Inverse problems and optimisation

Image restoration: 


In our group we focus on two specific applications that are biomedical imagery and hyperspectral imagery. Variational methods involving non-smooth criterion favor the design of solution that can be sparse after some transform and/or satisfying several other constraints.  The major challenge is to design such a transform or constraints in order to facilitate the analysis we want to achieve. For instance, in structured illumination microscopy we aim at reconstructing the high resolution image in order to identify accurately actin and microtubes, molecules or vesicles. On the other hand, in application involving hyperspectral imagery, we have to design regularization terms allowing to take into account the correlations between the different hyperspectral bands without increasing significantly the computational cost.

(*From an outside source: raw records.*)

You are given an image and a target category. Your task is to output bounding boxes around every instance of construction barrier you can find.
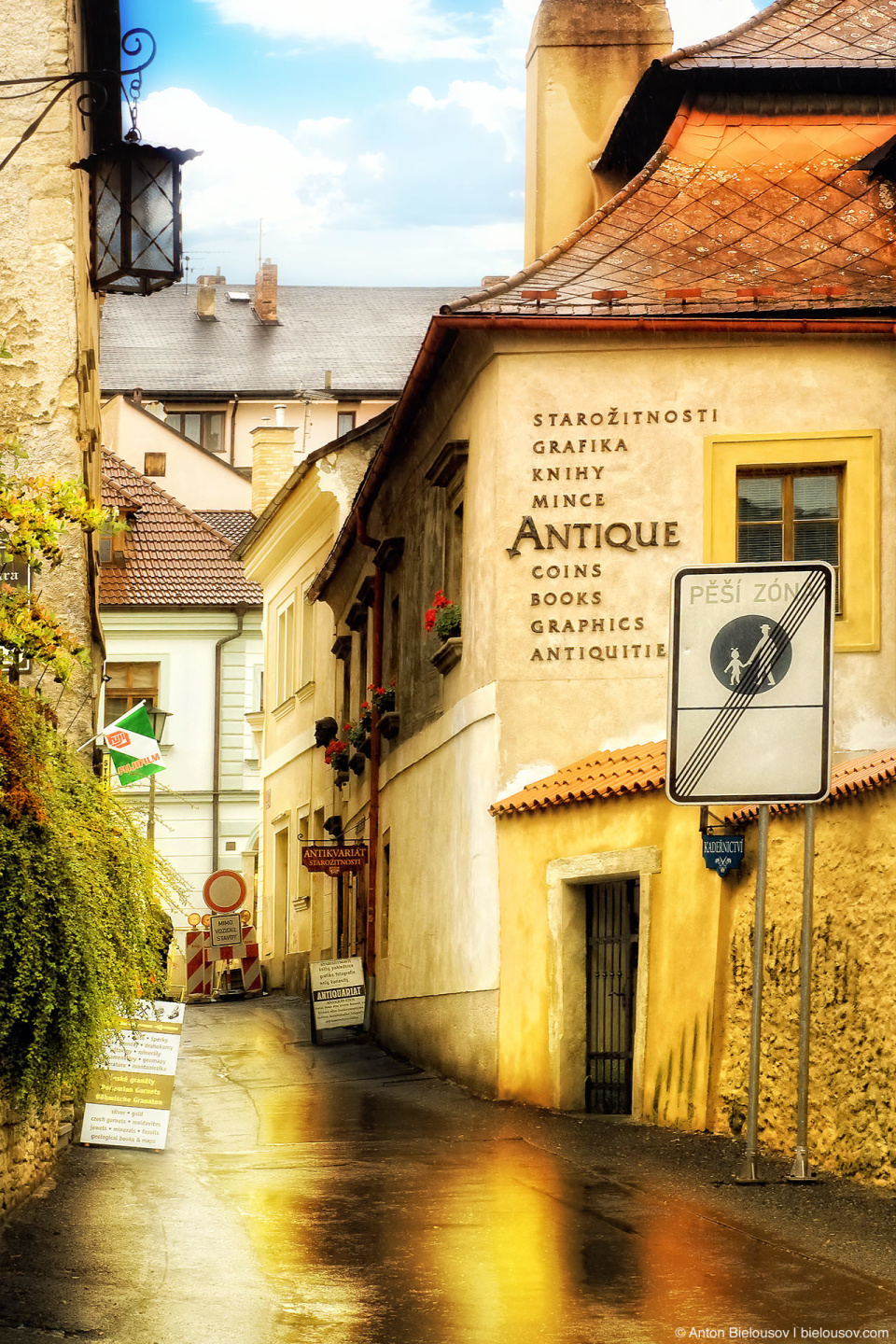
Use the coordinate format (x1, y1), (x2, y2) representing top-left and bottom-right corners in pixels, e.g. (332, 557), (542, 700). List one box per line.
(187, 929), (214, 1002)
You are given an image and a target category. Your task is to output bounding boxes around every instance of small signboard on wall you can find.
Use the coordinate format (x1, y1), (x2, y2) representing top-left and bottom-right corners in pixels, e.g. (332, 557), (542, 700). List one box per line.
(309, 957), (367, 1030)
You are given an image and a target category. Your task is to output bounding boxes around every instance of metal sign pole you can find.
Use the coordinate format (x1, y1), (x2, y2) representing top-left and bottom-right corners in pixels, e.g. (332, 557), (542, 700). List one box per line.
(787, 803), (819, 1184)
(735, 803), (768, 1185)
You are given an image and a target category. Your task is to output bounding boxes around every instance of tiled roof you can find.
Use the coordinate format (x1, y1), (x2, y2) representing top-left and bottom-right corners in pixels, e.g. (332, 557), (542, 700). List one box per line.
(444, 94), (896, 315)
(100, 285), (467, 397)
(100, 453), (262, 608)
(489, 742), (896, 824)
(195, 508), (255, 544)
(489, 742), (666, 818)
(728, 748), (896, 821)
(663, 0), (896, 70)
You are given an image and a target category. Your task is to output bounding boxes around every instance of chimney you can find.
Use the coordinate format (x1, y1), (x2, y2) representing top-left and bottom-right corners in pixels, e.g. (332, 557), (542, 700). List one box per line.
(196, 275), (217, 323)
(524, 0), (672, 265)
(255, 257), (276, 327)
(253, 421), (296, 517)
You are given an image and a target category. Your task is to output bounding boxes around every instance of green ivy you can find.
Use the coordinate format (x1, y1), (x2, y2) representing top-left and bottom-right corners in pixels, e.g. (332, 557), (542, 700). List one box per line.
(0, 681), (176, 1102)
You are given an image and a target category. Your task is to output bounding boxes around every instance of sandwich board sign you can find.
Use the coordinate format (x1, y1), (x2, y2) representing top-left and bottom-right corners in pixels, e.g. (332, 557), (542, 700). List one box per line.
(309, 957), (367, 1030)
(666, 560), (834, 804)
(80, 1000), (184, 1149)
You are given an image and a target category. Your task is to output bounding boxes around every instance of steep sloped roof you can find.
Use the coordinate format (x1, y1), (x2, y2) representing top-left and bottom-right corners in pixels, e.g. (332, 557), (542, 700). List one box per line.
(193, 508), (255, 544)
(661, 0), (896, 70)
(100, 453), (262, 608)
(489, 742), (896, 824)
(489, 742), (666, 818)
(100, 285), (458, 397)
(443, 92), (896, 315)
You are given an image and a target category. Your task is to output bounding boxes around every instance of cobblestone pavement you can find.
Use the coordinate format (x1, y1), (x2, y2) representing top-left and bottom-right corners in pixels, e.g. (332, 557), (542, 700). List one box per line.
(0, 996), (896, 1344)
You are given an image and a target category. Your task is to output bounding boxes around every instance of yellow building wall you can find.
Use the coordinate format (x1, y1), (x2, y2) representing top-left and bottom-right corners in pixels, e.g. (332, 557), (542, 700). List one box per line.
(497, 791), (728, 1129)
(713, 786), (896, 1184)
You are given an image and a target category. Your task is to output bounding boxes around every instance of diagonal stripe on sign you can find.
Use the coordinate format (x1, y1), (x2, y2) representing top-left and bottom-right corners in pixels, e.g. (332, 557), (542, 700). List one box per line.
(675, 570), (825, 793)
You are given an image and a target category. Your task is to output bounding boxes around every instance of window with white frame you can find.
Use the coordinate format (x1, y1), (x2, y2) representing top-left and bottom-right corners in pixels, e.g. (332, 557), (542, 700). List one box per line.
(276, 598), (296, 705)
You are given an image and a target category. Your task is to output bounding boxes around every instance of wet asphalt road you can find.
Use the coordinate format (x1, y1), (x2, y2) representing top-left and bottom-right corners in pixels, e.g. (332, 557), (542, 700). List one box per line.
(0, 999), (896, 1344)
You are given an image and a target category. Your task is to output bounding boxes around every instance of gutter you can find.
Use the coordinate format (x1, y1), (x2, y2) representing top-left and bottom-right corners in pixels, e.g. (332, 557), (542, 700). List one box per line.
(211, 602), (247, 873)
(308, 314), (896, 602)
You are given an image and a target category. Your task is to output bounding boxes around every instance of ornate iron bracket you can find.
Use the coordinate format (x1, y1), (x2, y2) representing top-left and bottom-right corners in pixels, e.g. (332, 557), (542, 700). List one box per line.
(0, 28), (157, 172)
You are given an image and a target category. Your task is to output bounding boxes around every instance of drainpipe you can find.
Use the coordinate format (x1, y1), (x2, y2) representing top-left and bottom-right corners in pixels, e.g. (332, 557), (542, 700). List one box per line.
(230, 392), (239, 467)
(357, 515), (385, 1015)
(211, 604), (245, 873)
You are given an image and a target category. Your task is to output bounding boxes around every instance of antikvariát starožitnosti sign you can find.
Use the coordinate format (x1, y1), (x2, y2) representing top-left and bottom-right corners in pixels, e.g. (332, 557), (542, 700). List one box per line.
(102, 703), (165, 788)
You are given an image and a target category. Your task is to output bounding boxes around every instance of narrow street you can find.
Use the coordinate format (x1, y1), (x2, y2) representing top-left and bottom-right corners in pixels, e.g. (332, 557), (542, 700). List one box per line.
(0, 997), (896, 1344)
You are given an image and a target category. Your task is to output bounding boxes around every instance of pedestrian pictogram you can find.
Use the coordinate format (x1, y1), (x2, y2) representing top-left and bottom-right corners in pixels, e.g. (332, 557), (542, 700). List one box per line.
(666, 562), (834, 804)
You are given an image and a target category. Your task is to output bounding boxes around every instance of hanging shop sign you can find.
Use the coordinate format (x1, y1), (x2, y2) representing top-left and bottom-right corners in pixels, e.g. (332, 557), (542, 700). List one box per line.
(703, 836), (744, 877)
(80, 1001), (184, 1149)
(309, 957), (367, 1030)
(666, 562), (834, 804)
(302, 844), (367, 877)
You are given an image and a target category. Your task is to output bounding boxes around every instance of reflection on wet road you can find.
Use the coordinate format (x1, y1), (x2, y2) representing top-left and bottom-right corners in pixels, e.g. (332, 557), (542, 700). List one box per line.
(178, 1001), (896, 1344)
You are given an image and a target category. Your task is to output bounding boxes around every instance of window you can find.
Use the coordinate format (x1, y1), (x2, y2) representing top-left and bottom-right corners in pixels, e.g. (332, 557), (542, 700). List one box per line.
(276, 598), (296, 705)
(144, 453), (168, 476)
(704, 430), (880, 653)
(737, 467), (842, 613)
(105, 663), (159, 723)
(166, 412), (224, 454)
(299, 583), (315, 685)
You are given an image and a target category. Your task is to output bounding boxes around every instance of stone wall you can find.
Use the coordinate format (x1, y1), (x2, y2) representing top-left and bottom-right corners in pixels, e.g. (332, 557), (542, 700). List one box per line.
(0, 1100), (74, 1219)
(715, 788), (896, 1184)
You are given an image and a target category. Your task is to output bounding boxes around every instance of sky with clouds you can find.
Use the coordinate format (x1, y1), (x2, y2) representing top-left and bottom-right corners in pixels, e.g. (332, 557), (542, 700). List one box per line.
(121, 0), (761, 287)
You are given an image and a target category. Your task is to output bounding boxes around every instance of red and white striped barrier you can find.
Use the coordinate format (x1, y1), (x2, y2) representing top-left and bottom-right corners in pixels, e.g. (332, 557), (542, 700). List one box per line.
(187, 929), (212, 1002)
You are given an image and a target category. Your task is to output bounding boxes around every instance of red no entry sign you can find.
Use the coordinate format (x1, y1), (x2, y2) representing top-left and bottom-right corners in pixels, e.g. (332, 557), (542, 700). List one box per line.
(203, 868), (245, 916)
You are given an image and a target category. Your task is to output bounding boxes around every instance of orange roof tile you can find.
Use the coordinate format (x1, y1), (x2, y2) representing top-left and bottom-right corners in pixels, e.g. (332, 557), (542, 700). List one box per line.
(443, 92), (896, 315)
(489, 742), (666, 818)
(663, 0), (896, 70)
(728, 748), (896, 821)
(489, 742), (896, 822)
(100, 453), (262, 608)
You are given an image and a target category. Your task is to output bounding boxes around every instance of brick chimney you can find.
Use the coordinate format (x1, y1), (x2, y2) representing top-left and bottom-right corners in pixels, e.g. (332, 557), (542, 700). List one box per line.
(255, 257), (276, 327)
(253, 424), (296, 517)
(196, 275), (217, 323)
(524, 0), (672, 263)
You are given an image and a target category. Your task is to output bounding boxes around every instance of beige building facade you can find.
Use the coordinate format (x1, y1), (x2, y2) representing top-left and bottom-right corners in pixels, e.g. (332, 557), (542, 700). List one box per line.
(246, 3), (896, 1183)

Non-stationarity and optimisation:

One of the bottlenecks of EMD is the so-called “sifting” process, an inner loop in the algorithm aimed at forcing the extracted modes to be locally zero-mean, but for which no convergence guarantee is given, nor well-established stopping criterion can be fixed. Considering what makes the difference, at each step of the decomposition, between a mode and its associated residue (namely, a zero-mean fast oscillation as opposed to a non zero-mean, slower evolution), it has been proposed to achieve the disentanglement within the framework of constrained optimization. This offers numerous possibilities which clearly leaves room for a number of improvements and extensions: constrain the trend to belong to a specific function space (e.g., a splines space), impose constraints on the extrema in order to impose the signal to live in a specific space, constrain separately the trend and the IMFs in order to limitate sampling effects, impose quasi-orthogonality between IMFs, deal with additional constraints such as positivity or support.

Change-point detection and segmentation for regularity estimation: 


For biomedical data as well as for analysis texture encountered in experimental physics, analysis and characterization may be done with regularity estimation. However, analysis such a regularity often encounter a practical difficulty: is the parameters estimated on a part of the signal are coherent with parameters estimated on another part of the signal. The question behind this, is the change-detection problem and similarly for image processing detect area with similar regularity. The group is interesting to adress on-the-fly multivariate change-point detection in a view of medical and physics applications. Several research axis result from these questions: 
- revisit variational formulation involving total-variation penalization for dealing with multivariate purpose,
- design multivariate on-the-fly algorithm,
- estimate regularization parameter involved in the minimization formulation in order to estimate correctly the number and the localization of the change-points,
- use the tools that have been developed for real applications in biology and physics.